Questa lotta continuò nel tempo, finché la Serenissima Repubblica di Venezia mise fine al conflitto, imponendo a Lucia di sposare Francesco Savognan del Monte.

Questo portò alla fine di un grande amore e all’infelicità di Luigi e di Lucia.

Filippo Pigafetta, parente di Antonio e cugino di Chiericati, era un militare che combatté nei Balcani a servizio della Santa sede (al tempo di papa Paolo III), creò relazioni tra Vicenza e il Mediterraneo.  Era legato a Filippo II di Spagna e al papa, era una spia che carpiva informazioni dall’Inghilterra di Elisabetta per fornirle al re di Spagna.

A Vicenza nella seconda metà del 1500, vi erano i filo- spagnoli, fra cui Filippo, e i filo-francesi. Filippo Pigafetta era un erudito, cartografo, poliglotta (conosceva il greco antico, la lingua ebraica, spagnolo e inglese), amante dell’arte, militare, commerciante di spezie e spia consapevole.

Sua era l’idea di costruire il Canale di Suez che avrebbe cambiato il commercio dell’epoca.
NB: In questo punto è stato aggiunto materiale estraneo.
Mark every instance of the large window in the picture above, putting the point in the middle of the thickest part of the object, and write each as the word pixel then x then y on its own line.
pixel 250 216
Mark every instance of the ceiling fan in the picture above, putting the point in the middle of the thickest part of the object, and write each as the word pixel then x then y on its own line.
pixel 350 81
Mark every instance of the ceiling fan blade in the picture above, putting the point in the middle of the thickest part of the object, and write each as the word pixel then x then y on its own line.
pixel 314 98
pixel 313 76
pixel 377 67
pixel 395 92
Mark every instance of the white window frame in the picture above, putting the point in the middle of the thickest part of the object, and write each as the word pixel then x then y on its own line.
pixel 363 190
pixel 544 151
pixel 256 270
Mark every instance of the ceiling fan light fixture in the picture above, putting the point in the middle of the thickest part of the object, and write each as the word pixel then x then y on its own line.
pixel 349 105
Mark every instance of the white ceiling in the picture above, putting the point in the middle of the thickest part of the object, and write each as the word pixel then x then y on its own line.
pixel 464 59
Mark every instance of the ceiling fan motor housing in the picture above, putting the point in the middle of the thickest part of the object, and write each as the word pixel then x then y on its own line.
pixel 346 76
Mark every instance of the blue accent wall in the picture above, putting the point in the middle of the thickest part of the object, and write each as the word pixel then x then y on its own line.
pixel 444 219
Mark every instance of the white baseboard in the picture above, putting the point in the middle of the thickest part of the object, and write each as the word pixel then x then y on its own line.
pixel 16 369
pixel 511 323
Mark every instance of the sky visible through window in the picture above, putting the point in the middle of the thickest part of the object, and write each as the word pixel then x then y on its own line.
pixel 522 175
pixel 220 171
Savoian era un architetto militare suo amico che costruì 90 fortezze, Contarini era un nobile veneziano, amico di Filippo anch’egli. Sembra che il Pigafetta abbia anche conosciuto Galileo Galilei, tramite il nobile Contarini. Fra le sue amicizie si annoverano  anche Vincenzo Scrofa, che ha comperato a Vicenza l’intero quartiere che tuttora porta il suo nome e l’altare di Monte Berico, e Antonio Maria Racona, che si occupava del commercio in accordo con la Spagna che era in lotta con il Portogallo per il commercio delle spezie.

Vicenza era al tempo una città con apertura mentale e forti strategie commerciali. Al governo erano presenti i calvinisti e i cattolici, i filo francesi e i filo spagnoli. C’era molta tolleranza e si visse un periodo ricco, furono costruite ville,  palazzi e la Basilica Palladiana. In quell’epoca la città di Vicenza non era una città di provincia, anzi: era piena di vitalità economica (settore tessile), popolosa, amante della cultura. Era addirittura più popolosa di Padova. L’apertura mentale era anche dovuta al fatto che i figli dei nobili andavano a fare i paggi nelle varie corti europee. Si pensi che Giulio Trissino, figlio di Giangiorgio mecenate di Palladio, era il cameriere del papa.

Purtroppo dal 1600, probabilmente a causa della peste che dimezzò la popolazione e la città che si riprese 200 anni dopo, Vicenza si spense diventando una città di  provincia.